El tic-tac de reloj sigue avanzando, las manecillas siguen su curso, los números de desaparecidos, asesinados, el descubrimiento de narco fosas siguen al compas de las horas. Los protagonistas de la película norteamericana, “Rapido y Furioso” no vendrá a salvarnos. Es la sociedad civil que tiene que seguir corriendo sus riesgos; lanzarse para exigir cese al fuego por ambas partes –Estado y Narcotráfico- , actuar colectivamente para cuidarse unos con otros.
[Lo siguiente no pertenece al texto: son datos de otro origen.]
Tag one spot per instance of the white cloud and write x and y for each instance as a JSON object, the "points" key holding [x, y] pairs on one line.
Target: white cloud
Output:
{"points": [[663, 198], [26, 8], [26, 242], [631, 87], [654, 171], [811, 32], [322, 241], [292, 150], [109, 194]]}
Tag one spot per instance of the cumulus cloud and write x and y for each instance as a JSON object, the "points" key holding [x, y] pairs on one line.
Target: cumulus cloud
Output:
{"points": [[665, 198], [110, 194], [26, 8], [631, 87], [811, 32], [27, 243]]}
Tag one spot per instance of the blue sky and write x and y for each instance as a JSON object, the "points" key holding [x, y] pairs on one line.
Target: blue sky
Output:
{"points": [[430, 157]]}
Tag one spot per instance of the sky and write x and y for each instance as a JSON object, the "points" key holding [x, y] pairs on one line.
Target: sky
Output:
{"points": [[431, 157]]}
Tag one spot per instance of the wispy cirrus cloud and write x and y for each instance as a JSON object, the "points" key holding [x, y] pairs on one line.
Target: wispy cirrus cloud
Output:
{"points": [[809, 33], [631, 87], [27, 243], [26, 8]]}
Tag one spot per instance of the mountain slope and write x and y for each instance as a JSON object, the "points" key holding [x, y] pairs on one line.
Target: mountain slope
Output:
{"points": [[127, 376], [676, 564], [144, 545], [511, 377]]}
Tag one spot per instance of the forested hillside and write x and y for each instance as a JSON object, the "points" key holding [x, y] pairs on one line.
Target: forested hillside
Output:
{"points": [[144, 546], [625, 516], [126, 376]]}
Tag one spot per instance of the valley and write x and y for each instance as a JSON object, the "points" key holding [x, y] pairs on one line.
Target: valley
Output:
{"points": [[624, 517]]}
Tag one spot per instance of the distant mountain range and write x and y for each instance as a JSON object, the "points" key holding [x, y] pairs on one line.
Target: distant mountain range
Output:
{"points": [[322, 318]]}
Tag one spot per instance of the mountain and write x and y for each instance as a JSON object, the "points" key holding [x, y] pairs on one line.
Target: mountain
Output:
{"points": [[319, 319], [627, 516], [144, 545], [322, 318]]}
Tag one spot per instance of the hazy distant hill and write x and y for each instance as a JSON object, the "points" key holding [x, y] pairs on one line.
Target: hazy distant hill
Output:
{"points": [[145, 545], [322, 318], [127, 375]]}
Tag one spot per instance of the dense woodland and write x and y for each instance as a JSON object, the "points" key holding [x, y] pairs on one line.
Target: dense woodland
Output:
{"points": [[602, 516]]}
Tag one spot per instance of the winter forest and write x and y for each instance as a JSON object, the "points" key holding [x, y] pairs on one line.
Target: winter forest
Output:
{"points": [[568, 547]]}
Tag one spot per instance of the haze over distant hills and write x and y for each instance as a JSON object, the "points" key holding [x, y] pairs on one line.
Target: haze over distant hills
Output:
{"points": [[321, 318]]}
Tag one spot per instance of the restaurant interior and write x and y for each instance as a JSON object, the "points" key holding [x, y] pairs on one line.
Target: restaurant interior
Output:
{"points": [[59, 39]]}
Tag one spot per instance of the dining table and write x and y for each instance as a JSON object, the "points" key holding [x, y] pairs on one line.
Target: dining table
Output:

Sí. Siento una impotencia al estar lejos, pero no como los miles de mexicanos y mexicanas que se encuentran frente a su televisor viendo la barra de telenovelas mientras las aguas negras del imperialismos refrescan sus gargantas, o aquellos que se discuten por el equipo de futbol, menos aún de los perezosos que cada quince días, como ovejas se van a gastar su “lana” hasta quedarse “pelón” al consumir exacerbadamente el líquido que por unas horas los hace “olvidar” lo mal que está el país, al tiempo que escuchan la reproducción de la violencia a través de los narcocorridos. Creo considerarme en el porcentaje que alza la voz y dice “estamos hasta la madre Señor Felipe Calderón”.

Sí. Hay dolor, como si el país desde su creación no hubiera sufrido lo suficiente como para seguir en la misma situación, teniendo otros verdugos que están siendo solapados por el Estado y el sistema-mundial-capitalista. Mientras el primero traza su red criminal, el segundo les dota de las armas, estando el ciudadano indefenso de los dos poderes que lo subyugan.